- Shortstop
- Born: August 1, 1906 La Habana, Cuba
- Bats: RightThrows: Right

= Joe Olivares =

Cuban baseball player

Jose "Joe" Olivares (August 1, 1906 – unknown) was a Cuban professional baseball shortstop. Nine of his 14 professional seasons, from 1927 to 1935, were spent with the Louisville Colonels of the American Association. According to the Milwaukee Journal reporter Sam Levy, Olivares was the first Cuban star in the American Association.
In 1930 he won the American Association Most Valuable Player Award as the Colonels were surprise contenders for the American Association Championship. He had a batting average of .296 and a slugging percentage of .414 that season. He partnered with future Hall of Famer Billy Herman at second base to form the Colonels' double play combination that season, and 1920 World Series hero Bill Wambsganss was also a second baseman on that team.

Olivares was noted for his defense at shortstop. Levy considered him the "game's greatest exponent of the hidden ball trick." With the Chattanooga Lookouts in 1936, Olivares successfully used the hidden ball trick seven times.
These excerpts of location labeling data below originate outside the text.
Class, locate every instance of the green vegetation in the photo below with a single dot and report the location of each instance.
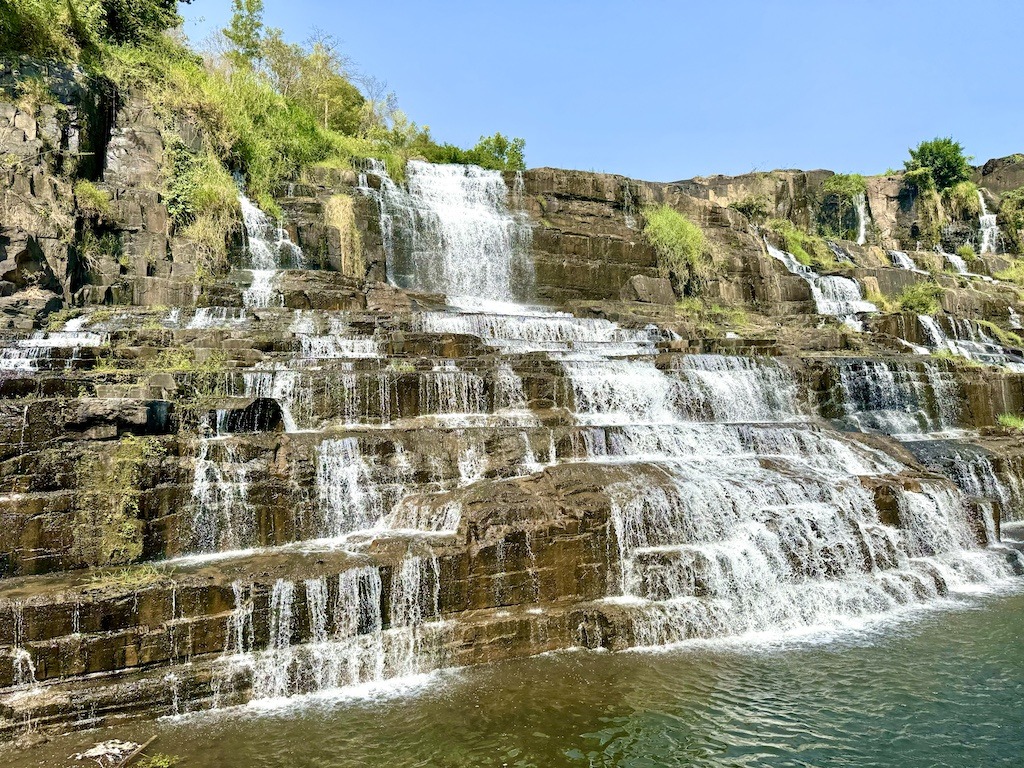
(754, 207)
(810, 250)
(845, 185)
(681, 247)
(1006, 338)
(108, 530)
(939, 163)
(921, 298)
(1012, 421)
(91, 200)
(962, 201)
(1011, 218)
(257, 105)
(967, 253)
In 1936 former Major Leaguer Jimmy Adair, who played second base for the Colonels with Olivares from 1932 to 1935, claimed that Olivares would be one of the top four defensive shortstops in the Majors, stating that while Leo Durocher was probably the best, Olivares "does not have to take a back seat to him." Adair also expressed surprise that Olivares had not been picked up by a Major League team. In 1934, Olivares and Adair had a collision behind second base as a result of which both had to be hospitalized.

According to Levy, Cuban pitcher Gil Torres, who would pitch in the Major Leagues for the Washington Senators, was signed to his first pro contract in the US with the Milwaukee Brewers on the recommendation of Olivares.
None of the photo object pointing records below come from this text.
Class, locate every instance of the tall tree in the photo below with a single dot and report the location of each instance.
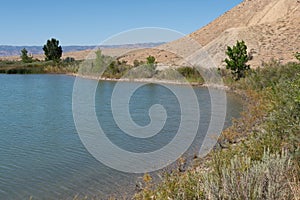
(52, 50)
(238, 58)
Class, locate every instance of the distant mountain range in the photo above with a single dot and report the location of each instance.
(270, 29)
(7, 50)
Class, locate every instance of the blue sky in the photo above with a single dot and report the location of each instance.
(79, 22)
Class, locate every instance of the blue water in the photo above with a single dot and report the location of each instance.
(41, 155)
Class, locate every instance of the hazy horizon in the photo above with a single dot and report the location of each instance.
(31, 23)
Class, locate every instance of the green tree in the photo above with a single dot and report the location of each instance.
(297, 55)
(150, 60)
(24, 56)
(238, 57)
(52, 50)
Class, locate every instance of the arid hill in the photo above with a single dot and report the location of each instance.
(270, 28)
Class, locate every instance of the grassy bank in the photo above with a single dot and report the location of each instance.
(38, 67)
(258, 156)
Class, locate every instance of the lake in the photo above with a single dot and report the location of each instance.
(41, 154)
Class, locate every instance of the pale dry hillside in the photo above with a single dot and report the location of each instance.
(270, 28)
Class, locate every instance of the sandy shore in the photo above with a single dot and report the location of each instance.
(151, 80)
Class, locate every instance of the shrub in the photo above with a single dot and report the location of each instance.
(238, 58)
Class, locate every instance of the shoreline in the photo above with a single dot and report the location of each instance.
(151, 80)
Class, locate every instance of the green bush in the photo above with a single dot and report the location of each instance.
(238, 57)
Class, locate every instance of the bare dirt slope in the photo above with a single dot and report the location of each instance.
(270, 28)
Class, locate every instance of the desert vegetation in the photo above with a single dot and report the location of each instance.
(258, 156)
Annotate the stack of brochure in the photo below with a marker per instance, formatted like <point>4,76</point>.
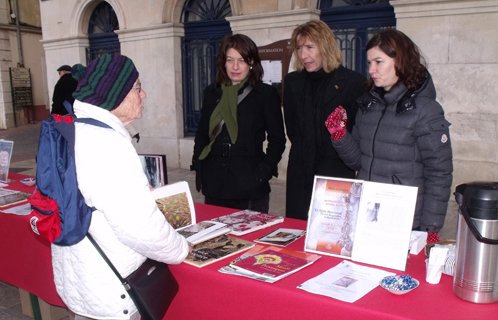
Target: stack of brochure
<point>281,237</point>
<point>215,249</point>
<point>247,221</point>
<point>269,264</point>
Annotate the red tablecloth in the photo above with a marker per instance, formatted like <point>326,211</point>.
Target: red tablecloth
<point>206,293</point>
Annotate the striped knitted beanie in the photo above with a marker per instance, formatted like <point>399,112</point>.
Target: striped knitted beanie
<point>106,81</point>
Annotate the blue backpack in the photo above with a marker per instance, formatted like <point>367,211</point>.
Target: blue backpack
<point>59,212</point>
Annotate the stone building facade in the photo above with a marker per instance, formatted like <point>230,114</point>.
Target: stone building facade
<point>20,46</point>
<point>457,37</point>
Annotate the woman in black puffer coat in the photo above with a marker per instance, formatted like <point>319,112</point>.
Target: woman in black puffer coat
<point>401,135</point>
Olivares came to the United States from Cuba in 1925 with only a quarter to his name to try to play professional baseball in the US. The Colonels originally assigned him to the Chattanooga Lookouts but was assigned to the Johnstown Johnnies a few days later because Olivares spoke no English and the Lookouts' manager spoke no Spanish. He played second base for the Johnnies because the shortstop was future Hall of Famer Joe Cronin. Olivares finally played for the Lookouts in 1936 and 1937 after he was sold to them for $1000 before the 1936 season.